Aida Muluneh (b.1974, Ethiopia) creates vibrant photographs that express what it is to be an African woman, to encapsulate gender and identity, and to situate it within the colonial experience. The World is 9 series focuses on body painting, inspired by traditional body art from across Africa, expressing the history and future of Ethiopia, the power struggle for the women who live there, and personal references regarding life and love.

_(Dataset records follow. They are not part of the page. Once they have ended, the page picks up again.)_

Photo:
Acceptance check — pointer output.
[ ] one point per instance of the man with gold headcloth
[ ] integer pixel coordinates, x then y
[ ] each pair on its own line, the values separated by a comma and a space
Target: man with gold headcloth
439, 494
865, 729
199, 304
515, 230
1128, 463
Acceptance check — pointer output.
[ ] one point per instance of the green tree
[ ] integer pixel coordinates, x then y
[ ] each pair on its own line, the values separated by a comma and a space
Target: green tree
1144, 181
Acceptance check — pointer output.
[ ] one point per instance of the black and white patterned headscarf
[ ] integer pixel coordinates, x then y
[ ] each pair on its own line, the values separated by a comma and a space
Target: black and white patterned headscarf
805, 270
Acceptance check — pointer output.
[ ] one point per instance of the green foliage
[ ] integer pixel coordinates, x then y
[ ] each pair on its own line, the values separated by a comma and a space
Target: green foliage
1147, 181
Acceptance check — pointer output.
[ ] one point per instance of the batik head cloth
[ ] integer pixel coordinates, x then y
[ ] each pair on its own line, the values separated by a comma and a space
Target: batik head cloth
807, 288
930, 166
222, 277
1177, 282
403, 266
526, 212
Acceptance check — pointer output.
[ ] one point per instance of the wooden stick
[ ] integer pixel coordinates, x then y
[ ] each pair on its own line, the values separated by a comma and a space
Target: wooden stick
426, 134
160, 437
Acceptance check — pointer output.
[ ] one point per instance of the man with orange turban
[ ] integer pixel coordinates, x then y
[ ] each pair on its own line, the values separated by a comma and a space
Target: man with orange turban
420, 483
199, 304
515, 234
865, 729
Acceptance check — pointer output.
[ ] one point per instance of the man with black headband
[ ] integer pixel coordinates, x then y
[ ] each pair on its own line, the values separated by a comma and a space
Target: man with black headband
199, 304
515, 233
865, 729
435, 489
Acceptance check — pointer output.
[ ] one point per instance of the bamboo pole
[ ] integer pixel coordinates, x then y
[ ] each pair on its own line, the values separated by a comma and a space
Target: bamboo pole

Muluneh uses art to promote cultural development through her organization DESTA (Developing and Educating Society Through Art), and she is the founder of the Addis Foto Fest, the first international photography festival in Ethiopia. Her work is in the permanent collection of the Smithsonian’s National Museum of African Art. Muluneh received the 2007 European Union Prize in the Rencontres Africaines de la Photographie, in Bamako, Mali and was the 2010 winner of the CRAF International Award of Photography in Spilimbergo, Italy. She is currently documenting the Ethiopian drought as a photojournalist for the Washington Post. Aida Muluneh participated in the 2016 Dakar Biennale.

 

Created during and after Cuba’s “Special Period,” occurring after the fall of the Soviet Union in 1992, and the withdrawal of Soviet backing, the photographs of Lisette Solórzano (b. 1969, Havana) take a direct look at Cuba’s many generations, betraying a sense of hardship, while also revealing the energy and beauty of the island and its people. Solórzano focuses her camera in on everyday life, operating so often in the space between the said and unsaid while relating her work back to the sea. There is beauty and there is pain in these new works.  Solórzano has a talent for creating a depth of range that keeps the viewer interested in visiting and revisiting her work. 

 

Solorzano has shown widely throughout South and Central America, as well as the United States. Her work has been featured in Europe as well, and she regularly participates in the Havana Biennial. She has won numerous awards and accolades, including a 2002 UNEAC price during the Bienal of Photograph. Solorzano’s work is in public collections throughout Cuba, the United States, and Italy.